Notificada a exequente, contestou e concluiu pela improcedência da oposição, pedindo a condenação do executado como litigante de má-fé.
No saneador foram julgadas improcedentes todas a exceções e encontrando-se os autos em condições de ser proferida decisão de mérito, a Exmª Juiz fê-lo naquela sede.
A final proferiu a seguinte decisão:
“a) julgo a presente oposição à execução parcialmente procedente e consequência declaro não serem devidos, por se acharem prescritos, os juros de mora vencidos entre 06 de Março de 2005 e 21 de Outubro de 2005, devendo em consequência os juros de mora incidentes sobre o montante de €13884,25 (treze mil oitocentos e oitenta e quatro euros e vinte e cinco cêntimos) passarem a ser contabilizados, à taxa contratual de 19,277%, a partir de 22 de Outubro de 2005, até ao integral e efetivo pagamento da quantia exequenda. b) absolvo o oponente do pedido de condenação como litigante de má-fé. Custas pelo oponente e oponida, nos termos do disposto no artigo 446.º, n.ºs 1 e 2 do Código.”
Inconformado com a decisão recorreu o executado/oponente, apresentando as seguintes conclusões de recurso: Quanto à ilegitimidade da exequente
1ª - O recorrente celebrou o contrato de crédito a Caixa Crédito – Sociedade Financeira para aquisições a Crédito SA, NIPC 502119870 e não com a exequente - sociedade C... SA, com NIPC...
2ª - A cessão do crédito que a C... SA terá feito a favor da C... SA nunca foi comunicada ao recorrente, nem por este consentida.

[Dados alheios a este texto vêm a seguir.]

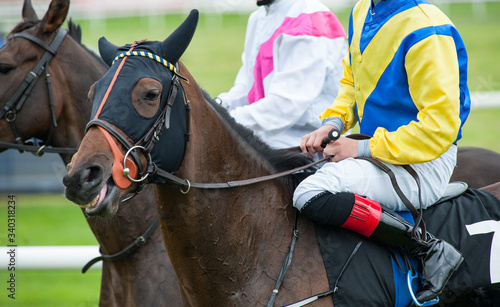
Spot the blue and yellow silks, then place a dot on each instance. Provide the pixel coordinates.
(405, 80)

3ª - Faltando tal comunicação e consentimento, que resulta como necessária dos arts. 424º e ss do C. Civil, a cessão do crédito é ineficaz, sendo tal eficácia condição da exequibilidade do documento dado à execução como título executivo.
4ª - A eficácia da cessão do crédito, condiciona a exequibilidade do documento, ferindo a execução de ilegitimidade da exequente que não se 16/29 assegurou previamente à instauração da execução de cumprir os requisitos da eficácia da cessão de créditos (comunicação e consentimento da cessão).
5ª - E tal condição de eficácia deveria ter sido assegurada previamente à citação judicial e não em consequência da mesma.
6ª - A falta de comunicação e a falta de consentimento do recorrente na cessão de créditos realizada, fere a dita cessão de nulidade, não podendo a mesma ser invocada contra o recorrente até que este a consinta, nos termos conjugados dos arts. 424º e ss. do C Civil.
7ª - Sendo nula a cessão de créditos operada entre as sociedades mencionadas, carece legitimidade ativa à exequente, por não se afigurar face ao recorrente como titular válida do crédito que o executado constituiu junto da C... SA
8ª - Deveria, ter sido a exequente julgada parte ilegítima na execução e como tal absolvendo-se o recorrente da presente instância. Quanto à prescrição dos juros
9ª - O recorrente defende que os juros devem ser julgados prescritos desde 06/03/2005 até 10/01/2007.
10ª - A interrupção da prescrição face ao executado apenas opera com a interpelação judicial, que é alheio às questões relativas à citação pois só após esta é que tem conhecimento da execução e se torna consciente do processo e dos seus direitos e deveres.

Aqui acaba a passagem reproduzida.